Before the pandemic, one-third of U.S. households with children were already “net worth poor,” lacking enough financial resources to sustain their families for three months at a poverty level, finds new research from Duke University.
In 2019, 57 percent of Black families and 50 percent of Latino families with children were poor in terms of net worth. By comparison, the rate for white families was 24 percent.
“These ‘net worth poor’ households have no assets to withstand a sudden economic loss, like we have seen with COVID-19,” said Christina Gibson-Davis, co-author of the study and professor of public policy and sociology at Duke University’s Center for Child and Family Policy. “Their savings are virtually nil, and they have no financial cushion to provide the basics for their children.”
The study is among the first to consider family poverty in terms of assets, not income. Using 1989-2019 data from the Survey of Consumer Finances, researchers analyzed net worth and income data from more than 19,000 U.S. households with children under age 18.

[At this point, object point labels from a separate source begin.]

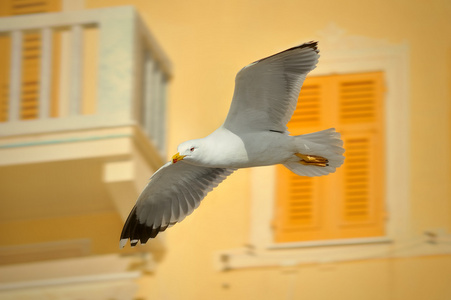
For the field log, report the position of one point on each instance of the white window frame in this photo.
(342, 55)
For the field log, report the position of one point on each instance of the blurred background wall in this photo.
(210, 255)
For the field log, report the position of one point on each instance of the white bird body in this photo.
(225, 149)
(253, 134)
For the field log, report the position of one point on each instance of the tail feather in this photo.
(326, 143)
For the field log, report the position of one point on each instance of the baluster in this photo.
(148, 95)
(46, 74)
(75, 87)
(155, 109)
(15, 75)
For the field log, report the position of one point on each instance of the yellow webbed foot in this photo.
(312, 160)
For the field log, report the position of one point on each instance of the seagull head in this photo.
(187, 151)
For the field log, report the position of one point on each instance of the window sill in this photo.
(341, 242)
(326, 252)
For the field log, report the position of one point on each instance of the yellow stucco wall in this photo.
(208, 42)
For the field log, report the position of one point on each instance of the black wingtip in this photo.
(312, 45)
(136, 232)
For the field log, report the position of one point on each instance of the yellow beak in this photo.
(177, 157)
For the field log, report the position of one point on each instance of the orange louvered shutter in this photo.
(349, 203)
(31, 54)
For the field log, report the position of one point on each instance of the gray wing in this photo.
(266, 91)
(173, 192)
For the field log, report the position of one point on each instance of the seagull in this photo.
(253, 134)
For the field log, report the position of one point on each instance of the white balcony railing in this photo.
(96, 68)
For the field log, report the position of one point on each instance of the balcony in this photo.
(82, 128)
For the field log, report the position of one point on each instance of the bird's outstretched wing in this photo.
(267, 90)
(173, 192)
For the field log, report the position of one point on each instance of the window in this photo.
(349, 203)
(30, 62)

Among households with children, net worth poverty has been steadily rising over the past 30 years, the authors found. In 2019, a two-parent, two-child household was deemed to be net-worth poor if they had less than $6,500 in assets – or less than one-fourth of the federal poverty line.
Families in that category – those with perilously low levels of net worth — outnumbered families who were poor based on income.
“Uncovering this aspect of poverty, which hinges on wealth, is game-changing,” said Lisa Gennetian, co-author of the study and associate professor of early learning policy studies at Duke’s Sanford School of Public Policy.
“Most policies focus on income and families meeting their day-to-day needs,” Gennetian said. “These efforts are important. But our findings suggest that they are not helping families increase savings that help set children up for success.”
Notably, Black and Latino families were twice as likely to experience net worth poverty than to have poverty-level incomes.
“Reducing one kind of poverty isn’t helpful if another one is taking its place,” said Lisa Keister, study co-author and a professor of sociology at Duke. “Being net worth poor likely limits parents’ abilities to invest in their kids and shapes how they think about their kids’ future.”
The new research appears in the Journal of Marriage and Family.
“Even before the pandemic, many families with children were in a precarious situation,” Gibson-Davis said. “Things are not going to get better in the wake of COVID-19.”